Placing the picture back on the bookshelf, Chen started examining the books themselves. It was a curious mixture, including a number of fashion magazines.
“He read fashion magazines?”
“Well, Mi came here from time to time,” Huang said.
Chen nodded in acknowledgment, then said, “Tell me again what you see as unusual about the crime scene.”
“There is no sign of forced entry, and no sign of struggle, either. The murderer was likely somebody Liu knew well, and it was probably a surprise attack. The security guard didn’t register any visitors for Liu that night. So it was possibly someone who lived in the complex, or even in the same building.”
“But as you said, he didn’t mix with his neighbors,” Chen said. “Of course, that doesn’t mean it’s impossible for the murderer to be one of them. But what would be the motive?”
“That suggests another possible scenario. Someone familiar with the complex could have come in without stopping at the entrance. The security guard might make things difficult for a diffident visitor, but wouldn’t try to stop a Big Buck who was striding in with an air of confidence.”
“Or driving in a luxurious car,” Chen said, as if he had done the same himself before. “Do you have the pictures of the crime scene with you?”
“Yes,” Huang said, producing a folder of pictures. “You’ve already seen all of them.”
Chen placed a few on the desk, examined them, and then looked around the room a couple of times.
He immersed himself in the comparative study for ten minutes or so.
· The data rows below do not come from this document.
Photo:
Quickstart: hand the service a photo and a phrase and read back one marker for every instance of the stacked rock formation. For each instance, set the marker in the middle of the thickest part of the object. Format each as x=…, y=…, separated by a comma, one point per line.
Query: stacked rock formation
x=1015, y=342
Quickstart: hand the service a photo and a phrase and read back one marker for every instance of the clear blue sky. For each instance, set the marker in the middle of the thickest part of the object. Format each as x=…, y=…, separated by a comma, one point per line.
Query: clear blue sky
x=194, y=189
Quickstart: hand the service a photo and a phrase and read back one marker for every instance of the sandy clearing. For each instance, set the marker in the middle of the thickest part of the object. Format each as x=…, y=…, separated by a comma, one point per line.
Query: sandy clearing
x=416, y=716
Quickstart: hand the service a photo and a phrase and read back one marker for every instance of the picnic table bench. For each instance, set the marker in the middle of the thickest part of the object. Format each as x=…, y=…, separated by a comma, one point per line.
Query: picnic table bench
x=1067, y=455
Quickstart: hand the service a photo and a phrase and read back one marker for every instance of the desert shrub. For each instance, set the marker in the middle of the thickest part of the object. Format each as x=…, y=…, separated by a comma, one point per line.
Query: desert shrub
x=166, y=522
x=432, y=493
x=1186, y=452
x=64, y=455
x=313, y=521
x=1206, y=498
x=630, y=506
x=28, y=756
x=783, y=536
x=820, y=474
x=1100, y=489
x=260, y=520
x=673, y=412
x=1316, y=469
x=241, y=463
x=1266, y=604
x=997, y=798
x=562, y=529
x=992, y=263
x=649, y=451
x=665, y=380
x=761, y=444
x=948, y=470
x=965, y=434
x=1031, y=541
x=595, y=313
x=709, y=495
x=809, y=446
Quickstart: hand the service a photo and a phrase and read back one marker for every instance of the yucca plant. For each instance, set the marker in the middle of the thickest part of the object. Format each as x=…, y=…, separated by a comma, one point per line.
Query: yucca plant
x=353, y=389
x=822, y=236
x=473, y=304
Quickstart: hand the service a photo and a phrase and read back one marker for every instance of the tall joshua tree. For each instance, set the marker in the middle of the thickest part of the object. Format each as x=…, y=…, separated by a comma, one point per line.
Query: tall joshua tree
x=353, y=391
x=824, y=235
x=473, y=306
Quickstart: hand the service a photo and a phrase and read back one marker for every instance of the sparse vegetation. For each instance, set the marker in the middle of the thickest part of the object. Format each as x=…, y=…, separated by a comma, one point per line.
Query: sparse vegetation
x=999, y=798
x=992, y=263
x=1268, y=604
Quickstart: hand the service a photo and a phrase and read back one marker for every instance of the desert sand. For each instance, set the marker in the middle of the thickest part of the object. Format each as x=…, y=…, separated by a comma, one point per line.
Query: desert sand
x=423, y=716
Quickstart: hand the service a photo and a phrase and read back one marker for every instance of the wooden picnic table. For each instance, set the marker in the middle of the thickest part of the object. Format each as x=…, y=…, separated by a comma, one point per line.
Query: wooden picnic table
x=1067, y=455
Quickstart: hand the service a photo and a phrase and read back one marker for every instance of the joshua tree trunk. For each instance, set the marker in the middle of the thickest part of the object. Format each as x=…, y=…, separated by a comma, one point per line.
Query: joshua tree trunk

He walked out into the living room, but didn’t stay there long before heading back into the office. Huang followed, without interrupting, notebook in hand.
“Has anything been moved here?”
“No, of course not. Nobody—not even Mrs. Liu—has been in here, not since she was brought to check over the things in the apartment. That is, of course, except for those items bagged and taken to the lab for testing.”
“Do you have that list with you?”
“Yes, here it is.”
Chen checked it carefully, then placed it on the desk and rubbed his chin with a finger.
“Now, let me ask you a question. Where do you think the host would usually receive a guest?”
“The living room, naturally. But we thought about that too. Liu might have simply stepped into the office to get a document or something.”
“In that case, he would have entered the room first, and the murderer would have followed behind him—”
Chen didn’t go on, apparently having a difficult time visualizing the murderer striking Liu from behind.
“What do you think of the position of the other chairs in the office?” Chen resumed, sitting down on the swivel chair at the desk. “They haven’t been moved, right?”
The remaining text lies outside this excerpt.